I mix 2ml sterile water with 2mg HGH frag - to get a 1000mcg/ml concentration

I want to use 200 mcg / day (Would 400 mcg be better??)

I draw the HGH frag to 20 on my 0.5cc insulin syringe and inject into fat site


Complete 30 - 60 minutes of steady state cardio exercise and do not eat anything for the next 3 hours


*Is this protocol for fat loss pretty accurate or can anyone please advise?*

Thanks

R


----------



## 3752

runner2015 said:


> *I have bought:*
> 
> 
> 2mg of HGH Peptide frag 177-191
> 
> 10 ml sterile water
> 
> 0.5 cc insulin syringes
> 
> 
> *Can anyone please confirm I have understood the usage correctly:*
> 
> 
> 
> Is the dosage for HGH Frag mcg/day or iu/day?
> 
> I mix 2ml sterile water with 2mg HGH frag - to get a 1000mcg/ml concentration
> 
> I want to use 200 mcg / day (Would 400 mcg be better??)
> 
> I draw the HGH frag to 20 on my 0.5cc insulin syringe and inject into fat site
> 
> 
> Complete 30 - 60 minutes of steady state cardio exercise and do not eat anything for the next 3 hours
> 
> 
> *Is this protocol for fat loss pretty accurate or can anyone please advise?*
> 
> Thanks
> 
> R


the effective dose is 500mcg

if you mix the 2mg with 2ml of water then each 10u on an insulin pin will give you 100mcg

500mcg is the minimum dose for this peptide to be effective

to get 500mcg you draw up to 50 on an insulin pin then inject SubQ

inject 30-45min before cardio, you are fine eating within an hour of finishing your cardio.....

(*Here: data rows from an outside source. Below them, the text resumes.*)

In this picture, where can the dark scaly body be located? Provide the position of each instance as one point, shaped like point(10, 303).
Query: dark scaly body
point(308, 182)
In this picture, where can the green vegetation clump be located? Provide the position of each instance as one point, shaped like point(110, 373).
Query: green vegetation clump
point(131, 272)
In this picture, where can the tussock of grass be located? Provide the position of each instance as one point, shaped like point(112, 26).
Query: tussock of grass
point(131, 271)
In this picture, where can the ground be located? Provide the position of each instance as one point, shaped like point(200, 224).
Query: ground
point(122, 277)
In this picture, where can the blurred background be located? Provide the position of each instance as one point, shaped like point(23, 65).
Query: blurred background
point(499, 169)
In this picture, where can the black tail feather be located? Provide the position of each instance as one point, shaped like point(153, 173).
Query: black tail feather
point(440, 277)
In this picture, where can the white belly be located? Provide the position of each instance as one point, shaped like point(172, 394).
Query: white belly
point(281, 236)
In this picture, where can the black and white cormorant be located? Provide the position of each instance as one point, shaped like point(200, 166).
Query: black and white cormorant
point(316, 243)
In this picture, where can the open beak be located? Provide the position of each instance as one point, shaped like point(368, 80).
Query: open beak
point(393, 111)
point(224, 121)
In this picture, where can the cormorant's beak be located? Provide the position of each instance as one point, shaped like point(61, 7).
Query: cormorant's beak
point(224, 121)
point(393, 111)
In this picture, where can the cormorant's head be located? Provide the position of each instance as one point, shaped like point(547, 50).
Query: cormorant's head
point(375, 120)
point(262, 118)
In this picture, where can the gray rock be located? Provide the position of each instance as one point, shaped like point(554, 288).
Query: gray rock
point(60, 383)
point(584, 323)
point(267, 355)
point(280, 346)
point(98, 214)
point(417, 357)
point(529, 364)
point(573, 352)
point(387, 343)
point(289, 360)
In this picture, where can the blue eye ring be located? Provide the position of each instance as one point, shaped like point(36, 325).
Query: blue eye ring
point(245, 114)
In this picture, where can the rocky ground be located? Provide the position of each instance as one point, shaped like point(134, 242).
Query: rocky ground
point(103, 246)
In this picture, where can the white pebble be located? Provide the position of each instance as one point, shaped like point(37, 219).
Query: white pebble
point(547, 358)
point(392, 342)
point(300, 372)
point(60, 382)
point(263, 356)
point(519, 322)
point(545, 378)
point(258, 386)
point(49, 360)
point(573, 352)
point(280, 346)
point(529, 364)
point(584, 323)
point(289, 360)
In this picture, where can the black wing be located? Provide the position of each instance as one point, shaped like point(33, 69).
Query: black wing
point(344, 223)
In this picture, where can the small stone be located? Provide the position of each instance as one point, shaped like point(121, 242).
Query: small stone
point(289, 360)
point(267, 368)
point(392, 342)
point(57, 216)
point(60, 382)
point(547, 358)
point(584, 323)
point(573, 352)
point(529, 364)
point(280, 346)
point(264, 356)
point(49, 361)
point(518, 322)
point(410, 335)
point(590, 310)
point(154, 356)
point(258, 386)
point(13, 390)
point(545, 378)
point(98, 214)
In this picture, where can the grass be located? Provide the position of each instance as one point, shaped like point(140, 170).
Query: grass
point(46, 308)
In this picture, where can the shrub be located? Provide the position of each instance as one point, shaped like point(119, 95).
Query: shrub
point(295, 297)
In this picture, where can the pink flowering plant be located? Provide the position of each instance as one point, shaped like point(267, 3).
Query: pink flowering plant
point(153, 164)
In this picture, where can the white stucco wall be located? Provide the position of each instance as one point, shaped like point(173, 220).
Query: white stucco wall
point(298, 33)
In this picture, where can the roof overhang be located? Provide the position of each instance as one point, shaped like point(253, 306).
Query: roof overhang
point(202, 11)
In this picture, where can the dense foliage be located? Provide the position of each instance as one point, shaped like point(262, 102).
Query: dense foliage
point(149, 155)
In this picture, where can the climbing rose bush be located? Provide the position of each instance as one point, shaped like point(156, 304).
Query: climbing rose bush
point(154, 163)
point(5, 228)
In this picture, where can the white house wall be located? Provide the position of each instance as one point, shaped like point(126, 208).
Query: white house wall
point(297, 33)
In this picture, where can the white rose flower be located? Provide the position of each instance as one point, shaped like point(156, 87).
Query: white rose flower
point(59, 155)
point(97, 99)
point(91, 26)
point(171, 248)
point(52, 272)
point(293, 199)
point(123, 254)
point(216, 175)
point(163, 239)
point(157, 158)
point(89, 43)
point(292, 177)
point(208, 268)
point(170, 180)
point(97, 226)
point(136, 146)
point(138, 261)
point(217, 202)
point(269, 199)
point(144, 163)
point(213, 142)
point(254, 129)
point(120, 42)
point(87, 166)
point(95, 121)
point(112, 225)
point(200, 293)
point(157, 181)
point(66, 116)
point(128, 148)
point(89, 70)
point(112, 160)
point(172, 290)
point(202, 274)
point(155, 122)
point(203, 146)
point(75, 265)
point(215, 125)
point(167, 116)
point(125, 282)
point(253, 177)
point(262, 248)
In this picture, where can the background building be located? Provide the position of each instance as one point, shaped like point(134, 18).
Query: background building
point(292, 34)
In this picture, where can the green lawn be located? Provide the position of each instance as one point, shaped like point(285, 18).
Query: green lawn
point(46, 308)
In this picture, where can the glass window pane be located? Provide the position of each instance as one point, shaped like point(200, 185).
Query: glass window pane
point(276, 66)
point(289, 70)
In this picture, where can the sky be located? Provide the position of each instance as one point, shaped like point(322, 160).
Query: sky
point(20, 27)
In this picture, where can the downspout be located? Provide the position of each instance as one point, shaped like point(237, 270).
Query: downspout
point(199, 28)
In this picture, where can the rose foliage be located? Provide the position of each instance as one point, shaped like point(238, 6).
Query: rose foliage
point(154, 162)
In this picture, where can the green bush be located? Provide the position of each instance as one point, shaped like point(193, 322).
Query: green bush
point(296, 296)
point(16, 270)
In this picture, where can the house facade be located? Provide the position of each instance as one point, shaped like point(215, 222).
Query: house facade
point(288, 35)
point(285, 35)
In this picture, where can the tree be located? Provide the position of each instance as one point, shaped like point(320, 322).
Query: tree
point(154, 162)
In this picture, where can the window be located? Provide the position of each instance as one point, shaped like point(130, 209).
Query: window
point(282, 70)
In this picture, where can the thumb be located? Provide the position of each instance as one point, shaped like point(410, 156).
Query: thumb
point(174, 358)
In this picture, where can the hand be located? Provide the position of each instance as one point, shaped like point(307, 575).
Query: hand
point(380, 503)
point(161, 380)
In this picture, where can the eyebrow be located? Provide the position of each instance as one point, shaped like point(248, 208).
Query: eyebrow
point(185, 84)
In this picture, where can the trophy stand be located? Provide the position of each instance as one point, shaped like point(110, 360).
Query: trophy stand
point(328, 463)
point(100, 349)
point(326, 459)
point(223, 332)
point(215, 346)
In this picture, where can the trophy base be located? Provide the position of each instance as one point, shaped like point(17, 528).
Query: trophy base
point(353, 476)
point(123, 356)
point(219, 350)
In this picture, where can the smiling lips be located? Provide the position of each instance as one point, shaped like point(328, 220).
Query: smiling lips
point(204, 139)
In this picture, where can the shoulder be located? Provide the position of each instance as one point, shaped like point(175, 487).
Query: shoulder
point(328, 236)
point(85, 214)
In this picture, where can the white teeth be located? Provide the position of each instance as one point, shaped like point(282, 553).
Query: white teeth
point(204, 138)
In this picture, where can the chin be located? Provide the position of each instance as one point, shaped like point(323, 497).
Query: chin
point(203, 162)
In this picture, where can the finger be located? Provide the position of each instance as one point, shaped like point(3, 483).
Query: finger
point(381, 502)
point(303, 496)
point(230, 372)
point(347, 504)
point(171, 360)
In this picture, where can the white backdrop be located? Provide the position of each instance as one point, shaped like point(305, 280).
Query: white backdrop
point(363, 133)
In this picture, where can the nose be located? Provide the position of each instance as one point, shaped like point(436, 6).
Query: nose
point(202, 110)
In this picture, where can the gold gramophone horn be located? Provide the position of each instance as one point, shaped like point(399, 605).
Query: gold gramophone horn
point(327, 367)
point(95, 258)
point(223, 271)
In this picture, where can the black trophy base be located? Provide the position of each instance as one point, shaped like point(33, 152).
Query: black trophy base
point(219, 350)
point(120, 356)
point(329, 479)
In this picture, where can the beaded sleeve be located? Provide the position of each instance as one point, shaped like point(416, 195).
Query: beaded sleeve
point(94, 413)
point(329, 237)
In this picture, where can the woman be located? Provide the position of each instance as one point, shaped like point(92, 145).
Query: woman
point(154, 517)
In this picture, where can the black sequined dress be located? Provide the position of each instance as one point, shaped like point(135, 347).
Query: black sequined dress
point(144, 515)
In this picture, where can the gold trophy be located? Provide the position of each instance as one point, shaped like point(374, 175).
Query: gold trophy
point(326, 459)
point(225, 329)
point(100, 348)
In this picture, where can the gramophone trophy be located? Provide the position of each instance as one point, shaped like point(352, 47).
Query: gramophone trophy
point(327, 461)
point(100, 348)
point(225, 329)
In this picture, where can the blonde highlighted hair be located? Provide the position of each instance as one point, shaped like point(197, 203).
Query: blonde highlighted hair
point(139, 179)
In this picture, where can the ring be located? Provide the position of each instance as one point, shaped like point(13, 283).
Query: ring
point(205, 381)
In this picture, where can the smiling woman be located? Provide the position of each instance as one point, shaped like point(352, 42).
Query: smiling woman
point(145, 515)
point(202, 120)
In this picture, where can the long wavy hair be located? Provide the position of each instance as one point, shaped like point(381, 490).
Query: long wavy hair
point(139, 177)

the purpose for Frag is to release FFA's from the fat cells into the blood stream if they ar not used they will be restored, so once you have carried out steady state cardio they should of been used, not eating for a further 3hrs will do nothing to enhance this.


----------



## nitricdave

How long before the effect " wears off " and you start to burn glycogen again ? Is it time dependant or calorie release dependant ? Basically im trying to figure out how often to inject if im doing intermediate or day fasting . I understand you have to keep doing exercise / very active to stop the FFAs from relocating im just not clear on optimizing doseage with time or activity.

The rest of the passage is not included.